Rent, Reserve or Own Intelligence?

The enterprise infrastructure question is no longer simply cloud or on-premises. It is how much intelligence capacity to rent, reserve, manage or own for each workload.

Sourcing modes compared across decision factors. The unit of optimisation is the workload.

From software sourcing to intelligence sourcing

Enterprises once chose whether to buy software or build it.

They now choose how to source machine intelligence:

Packaged SaaS
Public API
Reserved model or throughput capacity
Hyperscaler managed service
Neocloud capacity
Private cloud
Colocation
Owned AI factory
Edge or device inference
Hybrid combinations

The same model capability can arrive through radically different economic structures.

Four sourcing modes

Rent

Pay per token, request, action or usage.

Best for:

Pilots
Uncertain demand
Low volume
Rapid access
Model experimentation
Variable workloads

Risks:

Price exposure
Limited infrastructure control
Opacity
Vendor dependency
Data and residency constraints

Reserve

Commit to capacity, throughput or spend for a period.

Best for:

Growing but still variable workloads
Predictable base demand plus bursts
Need for discount without infrastructure ownership
Enterprise service levels

Risks:

Commitment waste
Forecast error
Model change during contract
Lock-in

Managed capacity

Use dedicated or specialised infrastructure operated by a provider.

Best for:

Performance-sensitive workloads
Regional or security requirements
Elastic access with more control
Organisations lacking facilities capability

Risks:

Shared responsibility complexity
Provider concentration
Contract and capacity constraints
Migration difficulty

Own

Acquire and operate infrastructure directly or through colocation.

Best for:

Large predictable demand
High utilisation
Material latency or sovereignty needs
Stable model strategy
Strong platform capability

Risks:

Capital
Stranded capacity
Rapid obsolescence
Power and cooling
Staffing
Integration
Slower deployment
Refresh cycles

What Deloitte's model shows

Deloitte models API, neocloud and self-hosted AI-factory economics across rising token volume.

The useful lesson is the shape of the curve.

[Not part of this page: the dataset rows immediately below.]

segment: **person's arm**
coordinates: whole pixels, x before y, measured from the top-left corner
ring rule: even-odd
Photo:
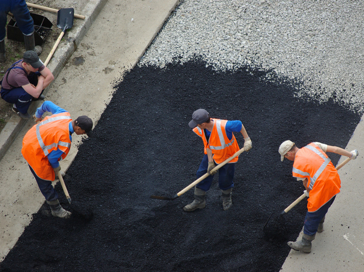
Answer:
[[[53,74],[52,73],[51,70],[47,67],[44,67],[44,69],[40,73],[40,74],[44,77],[44,82],[43,84],[43,89],[45,89],[49,86],[51,82],[54,80],[54,76],[53,76]],[[39,80],[39,77],[38,77],[38,80]]]
[[[36,86],[34,86],[31,83],[28,83],[25,85],[22,85],[21,87],[24,91],[30,94],[33,97],[38,97],[41,91],[43,90],[43,85],[44,82],[44,77],[43,76],[38,77],[38,84]]]
[[[47,157],[52,167],[56,168],[60,166],[59,160],[63,153],[63,151],[59,149],[52,151],[48,154]]]
[[[351,157],[353,156],[352,153],[347,151],[345,149],[344,149],[341,147],[339,147],[338,146],[327,145],[327,148],[326,151],[326,152],[338,154],[339,155],[341,155],[342,156],[345,156],[346,157],[348,157],[349,158],[351,158]]]
[[[43,102],[40,107],[37,109],[35,114],[36,122],[37,121],[37,119],[40,119],[40,120],[39,121],[41,121],[41,117],[46,111],[51,112],[52,114],[54,114],[55,113],[65,112],[67,111],[60,107],[58,107],[52,101],[45,101]]]

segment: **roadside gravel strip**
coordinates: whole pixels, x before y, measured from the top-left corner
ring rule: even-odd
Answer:
[[[245,65],[297,95],[364,112],[364,2],[185,0],[139,62],[164,67],[201,56],[217,70]],[[297,83],[298,83],[297,84]]]

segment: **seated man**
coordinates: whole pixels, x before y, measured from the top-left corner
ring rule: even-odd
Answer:
[[[14,63],[5,73],[0,91],[1,98],[13,104],[12,109],[23,119],[29,119],[28,109],[32,101],[42,100],[44,90],[54,79],[37,53],[29,51],[22,59]]]

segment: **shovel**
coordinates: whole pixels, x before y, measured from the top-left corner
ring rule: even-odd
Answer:
[[[235,153],[229,158],[228,159],[226,159],[225,161],[222,162],[221,163],[218,164],[216,166],[215,166],[212,170],[211,172],[214,172],[217,170],[218,170],[220,169],[221,167],[222,167],[223,166],[224,166],[225,164],[231,161],[233,159],[235,158],[236,157],[238,156],[239,155],[242,154],[243,152],[244,151],[244,147],[239,150],[238,151],[237,151],[235,152]],[[183,195],[186,192],[188,191],[190,189],[192,188],[193,186],[194,186],[195,185],[198,184],[200,183],[200,181],[203,181],[206,178],[208,177],[210,175],[206,173],[203,176],[200,177],[198,179],[197,179],[196,181],[193,181],[192,183],[191,183],[190,185],[187,186],[186,188],[183,189],[183,190],[180,191],[178,193],[177,193],[176,195],[175,195],[172,198],[168,198],[166,197],[162,197],[161,196],[150,196],[151,199],[162,199],[162,200],[174,200],[176,199],[177,199],[178,197],[180,197],[182,195]]]
[[[337,166],[336,166],[335,168],[337,170],[338,170],[339,169],[340,169],[341,167],[342,167],[343,166],[344,166],[345,164],[349,162],[349,161],[351,160],[351,159],[350,158],[346,158],[344,162],[343,162],[339,164]],[[291,204],[289,206],[288,206],[287,208],[284,209],[282,212],[281,212],[279,214],[280,216],[282,216],[284,214],[287,213],[291,209],[293,208],[295,206],[296,206],[299,202],[300,202],[302,199],[304,199],[306,197],[306,194],[303,193],[302,194],[302,196],[301,196],[299,198],[298,198],[297,199],[296,199],[293,202],[292,202],[292,204]],[[272,213],[270,216],[269,216],[269,218],[268,218],[268,220],[267,220],[267,221],[265,222],[265,224],[264,224],[264,226],[263,227],[263,230],[264,230],[264,228],[265,228],[265,226],[267,225],[267,224],[268,223],[268,222],[270,219],[272,217],[272,216],[275,214],[275,213]]]
[[[47,59],[44,61],[45,66],[46,66],[49,62],[57,46],[60,44],[62,37],[63,36],[64,33],[66,32],[66,30],[71,28],[73,26],[73,16],[74,13],[75,11],[72,8],[61,8],[58,11],[57,13],[57,27],[61,29],[62,32],[60,34],[57,40],[56,41],[56,43],[48,55]]]
[[[67,200],[68,200],[68,203],[71,204],[71,198],[69,196],[68,191],[67,190],[66,184],[64,184],[64,181],[63,181],[63,178],[62,177],[62,174],[61,173],[60,171],[58,171],[58,179],[60,180],[60,181],[61,181],[61,185],[62,185],[62,189],[63,189],[64,194],[66,195],[66,198],[67,199]]]

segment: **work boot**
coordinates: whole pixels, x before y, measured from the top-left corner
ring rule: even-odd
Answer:
[[[222,190],[222,208],[224,211],[228,210],[232,205],[233,202],[231,201],[231,192],[232,188],[227,190]]]
[[[58,199],[47,201],[47,203],[51,208],[52,216],[61,218],[68,218],[71,216],[71,212],[62,208]]]
[[[40,55],[40,53],[41,53],[41,47],[39,45],[36,46],[34,32],[33,34],[29,36],[24,35],[24,43],[25,44],[26,51],[32,50],[37,53],[37,54],[38,55]]]
[[[0,62],[5,62],[6,60],[6,55],[5,52],[5,39],[4,39],[0,41]]]
[[[325,217],[324,217],[321,219],[321,221],[319,224],[319,227],[317,228],[317,232],[323,232],[324,231],[324,222],[325,221]]]
[[[205,195],[206,192],[199,188],[195,187],[195,199],[192,203],[183,207],[185,212],[192,212],[196,209],[203,209],[206,207]]]
[[[64,173],[63,171],[61,171],[61,175],[62,176],[62,177],[64,177],[66,175],[66,173]],[[58,175],[56,175],[56,180],[59,180],[60,178],[58,177]]]
[[[311,252],[311,247],[312,245],[311,242],[315,239],[315,235],[316,234],[311,236],[303,234],[302,240],[296,242],[288,242],[287,244],[294,250],[309,253]]]

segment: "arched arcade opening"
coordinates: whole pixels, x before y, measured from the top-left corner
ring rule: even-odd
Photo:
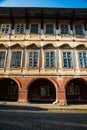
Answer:
[[[0,79],[0,101],[17,101],[18,85],[10,78]]]
[[[56,100],[56,88],[48,79],[37,79],[28,88],[28,101],[52,103]]]
[[[67,103],[87,103],[87,83],[84,79],[75,78],[66,86]]]

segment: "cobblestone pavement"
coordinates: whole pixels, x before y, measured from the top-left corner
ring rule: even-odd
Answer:
[[[87,130],[87,113],[0,106],[0,130]]]

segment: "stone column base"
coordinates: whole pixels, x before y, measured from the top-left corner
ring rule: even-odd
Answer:
[[[27,100],[20,99],[20,100],[18,100],[18,103],[28,103],[28,101],[27,101]]]
[[[65,100],[59,100],[58,105],[59,106],[66,106],[67,102]]]

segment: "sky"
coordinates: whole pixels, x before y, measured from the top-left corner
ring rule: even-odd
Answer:
[[[87,0],[0,0],[0,7],[87,8]]]

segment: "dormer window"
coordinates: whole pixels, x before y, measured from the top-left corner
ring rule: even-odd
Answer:
[[[10,24],[2,24],[1,25],[1,33],[9,34],[10,31],[11,31],[11,25]]]
[[[45,68],[55,67],[55,51],[45,51]]]
[[[23,34],[24,33],[24,24],[17,24],[15,29],[16,29],[17,34]]]
[[[63,68],[72,68],[72,53],[69,51],[64,51],[62,53],[62,58],[63,58]]]
[[[79,56],[79,66],[81,68],[87,68],[87,52],[81,51],[78,53]]]
[[[69,33],[68,31],[69,31],[68,25],[65,24],[61,25],[61,34],[68,34]]]
[[[46,24],[46,34],[53,34],[53,24]]]
[[[76,35],[83,35],[82,25],[75,25],[75,33],[76,33]]]
[[[38,33],[38,24],[31,24],[31,33]]]
[[[4,67],[6,51],[0,51],[0,68]]]
[[[12,51],[11,68],[21,67],[21,55],[22,51]]]

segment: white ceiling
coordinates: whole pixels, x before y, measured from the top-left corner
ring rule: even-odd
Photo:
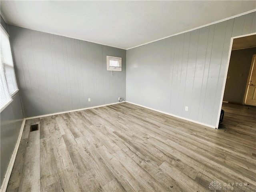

The dangerous lesson is treating 84 billion as a universal threshold.

Why the threshold moves

Model and quality

A smaller open model and a frontier reasoning model do not provide equivalent work.

Input and output mix

Output tokens can carry different economics from input and cached tokens.

Utilisation

Owned infrastructure wins only if it is productively used.

Demand shape

Steady demand supports capacity ownership. Spiky demand supports renting.

Hardware generation

Performance and energy efficiency change rapidly.

Contract terms

Reserved API or neocloud pricing can change the comparison.

Full cost

Deloitte's model excludes storage and egress, security, one-time integration and staffing. An enterprise decision must include them.

Risk and sovereignty

Control may justify higher nominal cost.

Exit and optionality

The ability to switch models or providers has economic value.

Workload decision profile

For each material workload, record:

Business outcome
Criticality
Volume
Growth
Seasonality
Context size
Reasoning depth
Latency
Quality threshold
Data sensitivity
Residency
Integration
Availability
Model portability
Human review
Expected lifespan
Full cost
Exit requirement

Decision matrix

Demand uncertainty

Factor: Demand uncertainty
Rent: Strongest
Reserve: Medium
Managed capacity: Medium
Own: Weakest

Speed to start

Factor: Speed to start
Rent: Strongest
Reserve: Strong
Managed capacity: Strong
Own: Weakest

Unit cost at high utilisation

Factor: Unit cost at high utilisation
Rent: Weakest
Reserve: Medium
Managed capacity: Strong
Own: Potentially strongest

Capital exposure

Factor: Capital exposure
Rent: Lowest
Reserve: Low
Managed capacity: Low-medium
Own: Highest

Control

Factor: Control
Rent: Lowest
Reserve: Medium
Managed capacity: High
Own: Highest

Model flexibility

Factor: Model flexibility
Rent: High initially
Reserve: Medium
Managed capacity: Medium
Own: Depends on stack

Sovereignty

Factor: Sovereignty
Rent: Low-medium
Reserve: Medium
Managed capacity: High
Own: Highest

Obsolescence risk

Factor: Obsolescence risk
Rent: Provider
Reserve: Shared
Managed capacity: Provider/shared
Own: Enterprise

Skills burden

Factor: Skills burden
Rent: Lowest
Reserve: Low
Managed capacity: Medium
Own: Highest

Sourcing mode comparison across key decision factors
Dimension	Demand uncertainty	Speed to start	Unit cost at high utilisation	Capital exposure	Control	Model flexibility	Sovereignty	Obsolescence risk	Skills burden
Factor	Demand uncertainty	Speed to start	Unit cost at high utilisation	Capital exposure	Control	Model flexibility	Sovereignty	Obsolescence risk	Skills burden
Rent	Strongest	Strongest	Weakest	Lowest	Lowest	High initially	Low-medium	Provider	Lowest
Reserve	Medium	Strong	Medium	Low	Medium	Medium	Medium	Shared	Low
Managed capacity	Medium	Strong	Strong	Low-medium	High	Medium	High	Provider/shared	Medium
Own	Weakest	Weakest	Potentially strongest	Highest	Highest	Depends on stack	Highest	Enterprise	Highest

A hybrid portfolio

A sensible enterprise portfolio may contain:

SaaS for commoditised capabilities
APIs for exploration
Reserved capacity for scaled shared services
Managed regional infrastructure for sensitive workloads
Owned capacity for stable, material workloads
Edge models for latency and privacy

The value-aware crossover

A cost-only crossover asks:

"When is owned capacity cheaper per token?"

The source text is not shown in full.